Deana Sidney has come to production design through an unorthodox route, as many designers have. Sometimes an unorthodox background provides insights and experiences that are invaluable to the job of film design. Although she had studied art from a very early age, she graduated from NYU majoring in Shakespeare with an eye toward becoming an academic. After a detour as an actress, she switched course and became interested in design and gardens, eventually owning a company that designed gardens and parties for the rich and corporate (including MOMA). An embezzling partner was the impetus for switching to film. Beginning with doing the decorations for a 40’s nightclub set, Deana found her love of design and dramatic interests could be beautifully, combined in production design.
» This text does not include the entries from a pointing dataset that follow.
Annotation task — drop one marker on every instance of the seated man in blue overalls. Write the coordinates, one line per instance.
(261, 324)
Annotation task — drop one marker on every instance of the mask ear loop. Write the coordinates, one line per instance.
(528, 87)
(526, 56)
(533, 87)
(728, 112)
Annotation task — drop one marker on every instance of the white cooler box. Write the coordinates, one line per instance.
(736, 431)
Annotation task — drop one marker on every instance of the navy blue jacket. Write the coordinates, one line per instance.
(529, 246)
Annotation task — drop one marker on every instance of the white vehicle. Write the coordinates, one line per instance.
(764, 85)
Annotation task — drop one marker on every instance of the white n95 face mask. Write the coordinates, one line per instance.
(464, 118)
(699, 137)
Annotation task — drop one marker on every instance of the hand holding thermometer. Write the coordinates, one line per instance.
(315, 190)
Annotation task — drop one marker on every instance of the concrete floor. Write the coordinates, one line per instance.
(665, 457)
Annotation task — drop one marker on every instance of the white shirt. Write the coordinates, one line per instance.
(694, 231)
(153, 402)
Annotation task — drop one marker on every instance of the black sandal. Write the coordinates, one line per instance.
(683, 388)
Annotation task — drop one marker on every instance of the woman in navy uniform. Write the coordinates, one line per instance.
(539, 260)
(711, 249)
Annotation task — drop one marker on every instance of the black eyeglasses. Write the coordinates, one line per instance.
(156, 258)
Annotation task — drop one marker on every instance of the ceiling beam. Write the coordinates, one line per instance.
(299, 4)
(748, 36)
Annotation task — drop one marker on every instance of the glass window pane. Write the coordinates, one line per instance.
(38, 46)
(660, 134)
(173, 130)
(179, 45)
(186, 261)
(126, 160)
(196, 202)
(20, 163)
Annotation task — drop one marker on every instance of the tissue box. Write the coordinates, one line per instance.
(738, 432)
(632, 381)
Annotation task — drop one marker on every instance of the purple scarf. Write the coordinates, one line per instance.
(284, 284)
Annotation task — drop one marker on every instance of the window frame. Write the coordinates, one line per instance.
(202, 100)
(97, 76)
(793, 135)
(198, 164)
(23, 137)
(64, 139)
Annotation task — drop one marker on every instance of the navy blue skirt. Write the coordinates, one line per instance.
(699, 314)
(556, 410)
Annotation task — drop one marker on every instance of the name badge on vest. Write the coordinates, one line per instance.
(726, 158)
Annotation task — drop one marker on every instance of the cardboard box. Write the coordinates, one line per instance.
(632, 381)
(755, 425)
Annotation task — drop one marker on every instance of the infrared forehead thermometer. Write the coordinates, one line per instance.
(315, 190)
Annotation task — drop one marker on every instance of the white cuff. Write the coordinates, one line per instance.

Working with writer/directors is a passion and specialty of Deana’s. She loves the challenge of bringing material alive in character-driven films and uses the psychology of space, shape, color and objects to enrich the actor’s environment and attain the vision of the director. Actors often comment on the spaces she creates for them, saying that she has given them so much to work with. She often consults with actors during the design process and listens to any suggestions they may have for props and design to motivate their character. Deana has collaborated with many wonderful actors including Kathleen Turner, John Leguzamo, Audrey Tautou, Harvey Keitel, Burt Reynolds and Mark Ruffalo to name a few. She loves the creative process and the energy of collaborating with the creative team. She is keenly aware of budget constraints and she is hyper-diligent about staying within budget while getting the most out of what is available. Deana works for the same producers again and again for this reason. She delivers a quality product on time and on budget.
Deana took a break from film for a few years to start writing about history at Lost Past Remembered — exploring food, design, art, literature, film, houses/castles and interesting characters of the past — from ancient Babylon to 1990. She spent many summers in England during that break — digging into ancient families and their stately homes (with some generous help from The National Trust). The blog has had nearly 3 million visitors. She found it incredibly liberating and realized how much she loved historical projects. She decided to concentrate on them when she returned to film. She has a fine grasp of multiple visual threads of time periods with their antiques and ephemera and has a passion for absorbing the minutiae of life in the past. It is another dimension to good storytelling. Whether it means knowing the right place-setting for 1860 New York or the recipe for the mud for mud wrestling – attention to detail is a priority for Deana and her team. Knowing what to bring to best evoke the time is her talent (helpful when there are budget constraints).